Following public outcry and pressure over the National Commission for the Prohibition of Hate Speeches bill, the Nigerian Senate has removed the death penalty as punishment for anyone found guilty of the bill.
Sponsor of the controversial Hate Speech Bill, Senator Sabi Abdullahi, in a statement on Sunday said the Senate would amend the bill during legislative input by the National Assembly.
While many Nigerians continued to criticise the bill, it was revealed that Abdullahi plagiarised the title and most of the content of the bill from the ‘Protection from Internet falsehood and manipulations bill 2019’, which was recently signed into law by the Government of Singapore.
“We have followed closely arguments for and against the hate speech bill, and seen the reason why some kicked against it.
“Given the high respect which we have for Nigerians, we will make amendment to the death penalty aspect that most Nigerians objected to, so that a bill that meets their expectations is passed into law.

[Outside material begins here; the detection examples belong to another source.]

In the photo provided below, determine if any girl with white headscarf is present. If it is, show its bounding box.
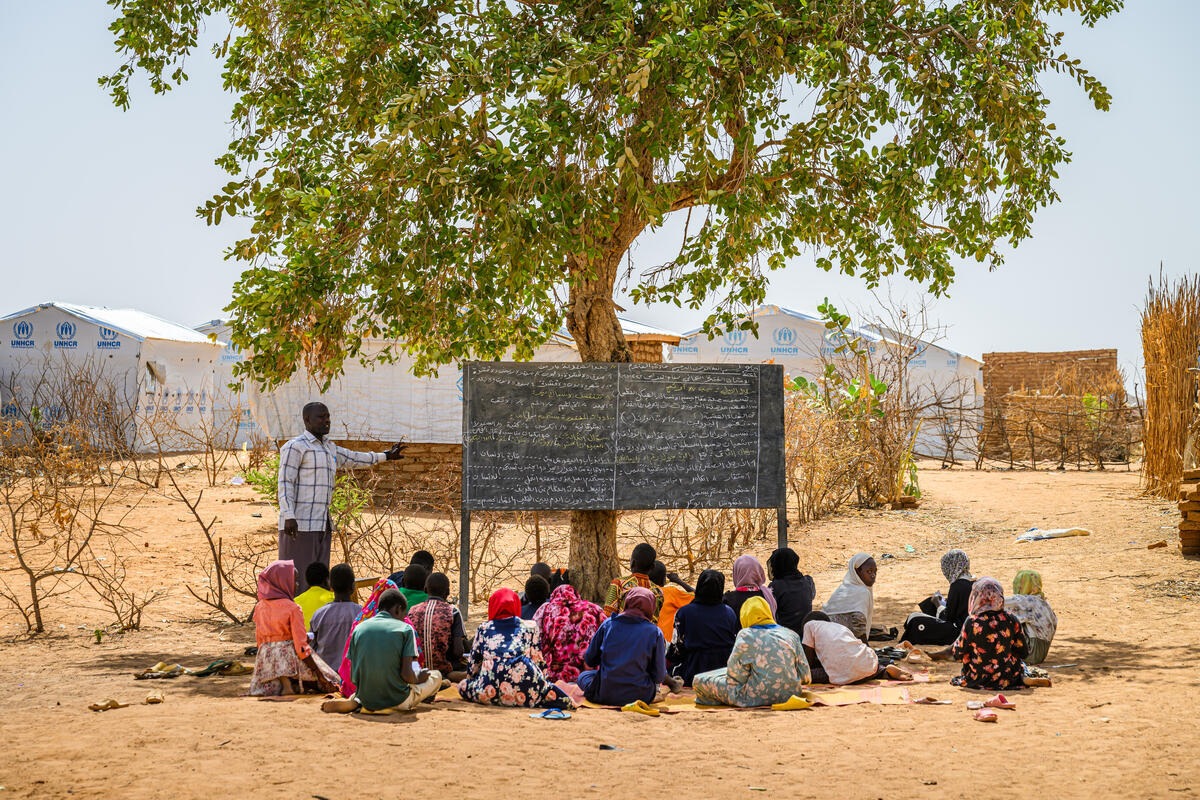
[822,553,878,642]
[900,549,974,644]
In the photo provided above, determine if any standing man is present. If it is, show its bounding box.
[278,403,404,593]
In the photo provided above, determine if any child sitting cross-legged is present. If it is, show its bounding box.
[408,572,467,682]
[802,612,912,686]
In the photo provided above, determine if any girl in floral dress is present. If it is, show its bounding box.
[950,578,1028,690]
[250,561,340,697]
[458,589,574,709]
[692,597,811,708]
[533,583,607,682]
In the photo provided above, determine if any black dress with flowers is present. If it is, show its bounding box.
[950,610,1028,688]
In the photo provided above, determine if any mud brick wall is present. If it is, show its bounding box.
[983,349,1118,458]
[629,341,662,363]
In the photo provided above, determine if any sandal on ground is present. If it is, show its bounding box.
[88,697,128,711]
[620,700,660,717]
[529,709,571,720]
[320,697,360,714]
[983,694,1016,710]
[770,694,815,711]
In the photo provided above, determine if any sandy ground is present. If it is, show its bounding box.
[0,469,1200,800]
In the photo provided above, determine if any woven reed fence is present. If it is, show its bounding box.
[1141,273,1200,499]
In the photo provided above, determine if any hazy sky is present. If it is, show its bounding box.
[0,0,1200,391]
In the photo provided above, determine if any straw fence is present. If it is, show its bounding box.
[1141,273,1200,499]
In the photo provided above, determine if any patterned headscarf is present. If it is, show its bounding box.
[258,561,296,600]
[330,578,400,697]
[487,589,521,620]
[1013,570,1045,597]
[738,597,775,627]
[942,549,971,583]
[733,553,778,614]
[620,587,655,621]
[350,578,400,631]
[967,578,1004,614]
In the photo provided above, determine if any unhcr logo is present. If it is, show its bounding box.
[770,327,800,355]
[8,319,34,350]
[54,323,79,350]
[721,331,750,353]
[96,327,121,350]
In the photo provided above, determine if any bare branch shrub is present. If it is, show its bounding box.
[83,536,169,632]
[0,417,137,633]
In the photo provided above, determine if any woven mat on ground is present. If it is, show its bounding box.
[437,681,912,714]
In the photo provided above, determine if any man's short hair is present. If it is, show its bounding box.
[329,564,354,595]
[304,561,329,587]
[404,564,430,591]
[425,572,450,600]
[526,575,550,606]
[408,551,433,572]
[379,589,408,616]
[629,542,659,575]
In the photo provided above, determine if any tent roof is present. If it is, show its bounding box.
[196,317,575,347]
[683,305,887,342]
[0,302,212,344]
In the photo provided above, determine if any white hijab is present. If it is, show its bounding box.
[821,553,875,634]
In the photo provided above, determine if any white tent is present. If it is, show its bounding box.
[0,302,223,452]
[196,319,266,447]
[199,320,580,444]
[668,306,983,457]
[216,319,678,444]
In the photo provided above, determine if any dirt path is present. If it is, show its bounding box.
[0,470,1200,800]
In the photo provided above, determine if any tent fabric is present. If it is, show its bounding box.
[0,302,212,344]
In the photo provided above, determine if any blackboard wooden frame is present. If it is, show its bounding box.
[458,362,787,613]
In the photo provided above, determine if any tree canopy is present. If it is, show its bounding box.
[108,0,1121,597]
[108,0,1121,384]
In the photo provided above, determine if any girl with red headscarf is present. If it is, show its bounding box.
[250,561,340,697]
[458,589,572,709]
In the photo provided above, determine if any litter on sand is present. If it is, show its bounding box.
[88,697,130,711]
[1016,528,1092,542]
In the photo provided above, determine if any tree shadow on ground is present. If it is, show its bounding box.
[1040,636,1195,676]
[78,643,262,697]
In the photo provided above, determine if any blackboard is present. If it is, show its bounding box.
[462,362,784,511]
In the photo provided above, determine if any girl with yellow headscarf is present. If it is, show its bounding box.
[692,597,810,708]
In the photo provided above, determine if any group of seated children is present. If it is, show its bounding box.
[251,543,1057,712]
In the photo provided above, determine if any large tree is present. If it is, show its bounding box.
[108,0,1121,596]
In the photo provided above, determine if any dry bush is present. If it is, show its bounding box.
[618,509,778,577]
[784,400,862,523]
[83,536,169,632]
[0,417,161,633]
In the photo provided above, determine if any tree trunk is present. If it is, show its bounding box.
[566,247,634,602]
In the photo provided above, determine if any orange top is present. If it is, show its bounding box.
[254,600,312,658]
[659,583,696,642]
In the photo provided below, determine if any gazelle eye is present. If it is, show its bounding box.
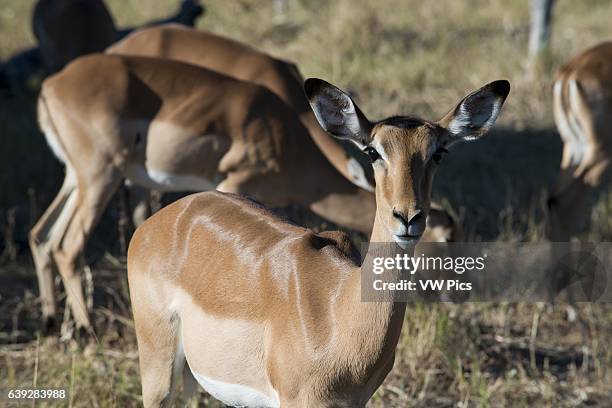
[431,147,448,164]
[363,146,380,163]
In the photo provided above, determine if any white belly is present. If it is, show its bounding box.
[126,166,217,192]
[191,371,280,408]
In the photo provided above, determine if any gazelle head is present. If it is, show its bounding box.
[304,78,510,247]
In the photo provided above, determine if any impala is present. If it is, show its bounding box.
[106,24,460,242]
[106,24,374,196]
[548,42,612,242]
[30,54,374,327]
[128,79,510,407]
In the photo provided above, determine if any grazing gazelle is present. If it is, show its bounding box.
[548,42,612,242]
[128,79,510,407]
[106,24,460,236]
[106,24,374,194]
[30,54,374,327]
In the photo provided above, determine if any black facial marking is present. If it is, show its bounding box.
[363,146,380,163]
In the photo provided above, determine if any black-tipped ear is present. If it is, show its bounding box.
[304,78,372,148]
[439,80,510,144]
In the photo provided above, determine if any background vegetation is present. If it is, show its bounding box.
[0,0,612,407]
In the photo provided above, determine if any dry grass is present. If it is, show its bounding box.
[0,0,612,407]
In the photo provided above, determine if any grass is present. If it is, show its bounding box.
[0,0,612,407]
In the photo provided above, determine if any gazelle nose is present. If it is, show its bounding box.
[393,210,425,236]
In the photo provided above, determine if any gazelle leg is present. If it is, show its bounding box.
[53,168,121,328]
[129,270,183,408]
[183,364,198,406]
[29,168,75,329]
[128,186,151,228]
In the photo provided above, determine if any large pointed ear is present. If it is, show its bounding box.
[438,80,510,144]
[304,78,372,148]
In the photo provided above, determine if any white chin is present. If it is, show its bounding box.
[393,235,419,249]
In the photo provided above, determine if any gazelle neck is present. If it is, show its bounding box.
[328,210,406,395]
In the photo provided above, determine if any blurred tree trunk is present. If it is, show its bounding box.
[528,0,555,67]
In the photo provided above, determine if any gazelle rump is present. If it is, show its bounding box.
[548,42,612,242]
[128,79,510,407]
[30,54,366,327]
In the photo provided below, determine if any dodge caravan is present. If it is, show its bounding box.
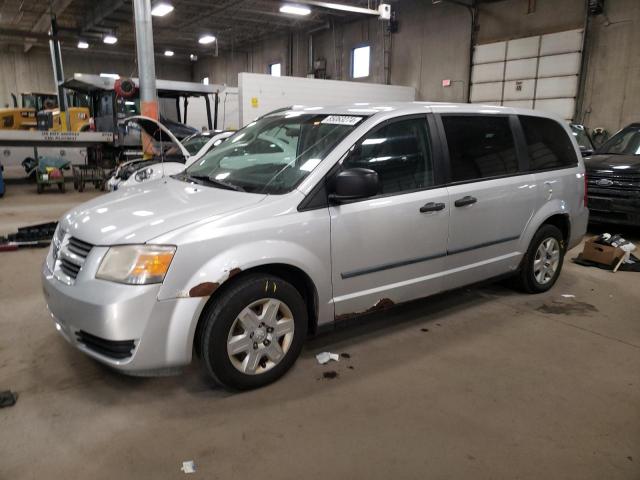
[42,103,588,389]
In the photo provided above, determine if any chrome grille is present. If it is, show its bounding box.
[53,229,93,284]
[587,172,640,191]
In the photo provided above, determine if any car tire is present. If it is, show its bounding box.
[199,274,308,390]
[518,224,566,293]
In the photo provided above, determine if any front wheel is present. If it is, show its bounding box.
[519,225,565,293]
[200,274,307,390]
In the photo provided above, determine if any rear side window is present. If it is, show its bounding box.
[520,116,578,170]
[442,115,518,182]
[342,118,433,195]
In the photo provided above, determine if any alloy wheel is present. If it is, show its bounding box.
[533,237,560,285]
[227,298,295,375]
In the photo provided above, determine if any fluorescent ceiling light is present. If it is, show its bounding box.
[280,5,311,15]
[151,2,173,17]
[198,35,216,45]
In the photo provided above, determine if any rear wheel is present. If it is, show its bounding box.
[200,274,307,390]
[519,225,565,293]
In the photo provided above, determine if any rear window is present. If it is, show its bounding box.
[442,115,518,182]
[520,116,578,170]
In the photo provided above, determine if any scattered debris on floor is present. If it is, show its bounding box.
[180,460,196,473]
[0,390,18,408]
[536,301,598,315]
[0,222,58,252]
[316,352,340,365]
[573,233,640,273]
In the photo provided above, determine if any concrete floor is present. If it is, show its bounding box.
[0,186,640,480]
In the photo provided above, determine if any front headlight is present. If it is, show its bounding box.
[135,168,153,182]
[96,245,176,285]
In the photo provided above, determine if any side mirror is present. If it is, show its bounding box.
[580,148,593,157]
[329,168,380,203]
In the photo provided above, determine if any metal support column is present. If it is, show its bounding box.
[133,0,158,154]
[49,16,71,129]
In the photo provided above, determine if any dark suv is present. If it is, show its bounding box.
[585,123,640,226]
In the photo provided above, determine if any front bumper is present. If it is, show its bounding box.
[588,192,640,226]
[42,262,205,375]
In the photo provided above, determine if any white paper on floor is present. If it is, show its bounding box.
[180,460,196,473]
[316,352,340,365]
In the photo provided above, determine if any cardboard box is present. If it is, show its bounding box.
[581,237,624,267]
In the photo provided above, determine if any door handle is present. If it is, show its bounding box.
[420,202,445,213]
[454,195,478,207]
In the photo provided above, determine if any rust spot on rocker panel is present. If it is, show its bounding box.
[227,267,242,280]
[189,282,220,297]
[335,298,395,321]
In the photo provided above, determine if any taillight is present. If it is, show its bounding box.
[583,173,587,207]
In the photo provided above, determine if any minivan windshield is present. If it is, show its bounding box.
[597,125,640,155]
[178,111,364,194]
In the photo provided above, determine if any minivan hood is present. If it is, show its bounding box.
[584,153,640,173]
[122,115,191,158]
[61,178,267,245]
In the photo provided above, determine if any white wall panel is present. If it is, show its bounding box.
[471,82,503,103]
[503,79,536,100]
[536,98,576,120]
[473,42,507,65]
[502,100,533,109]
[536,75,578,98]
[471,29,582,119]
[540,29,582,56]
[504,58,538,80]
[238,72,416,126]
[538,53,580,78]
[507,36,540,60]
[471,62,504,83]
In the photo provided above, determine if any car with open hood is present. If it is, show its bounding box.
[107,115,233,191]
[42,102,588,389]
[585,123,640,226]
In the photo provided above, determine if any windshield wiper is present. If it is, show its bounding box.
[185,173,244,192]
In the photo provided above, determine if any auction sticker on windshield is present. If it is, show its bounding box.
[320,115,362,126]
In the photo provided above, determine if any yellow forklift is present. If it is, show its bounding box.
[0,92,89,132]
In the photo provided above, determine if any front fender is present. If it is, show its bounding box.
[159,240,331,300]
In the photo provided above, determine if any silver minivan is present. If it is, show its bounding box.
[42,102,588,389]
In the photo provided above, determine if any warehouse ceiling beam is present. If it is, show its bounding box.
[80,0,126,33]
[24,0,73,53]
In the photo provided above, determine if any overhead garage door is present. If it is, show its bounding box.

“Clearly from the conversations, Nigerians agree that we have a problem in the society today as a result of hate speech which has fuelled so many killings and violence, and is responsible for cases of depression and suicides,” the statement reads partly.
Abdullahi noted that an Independent National Commission for the Prohibition of Hate Speech would be established, adding that the commission would have executive chairperson, a secretary and 12 commissioners appointed through rigorous process involving the National Council of State, the President and Commander-in-Chief of the Armed Forces of the Federal Republic of Nigeria and the National Assembly.
He added that the overall concern is to curb violence and unnecessary loss of lives and livelihoods of Nigerians due to hate-induced violence.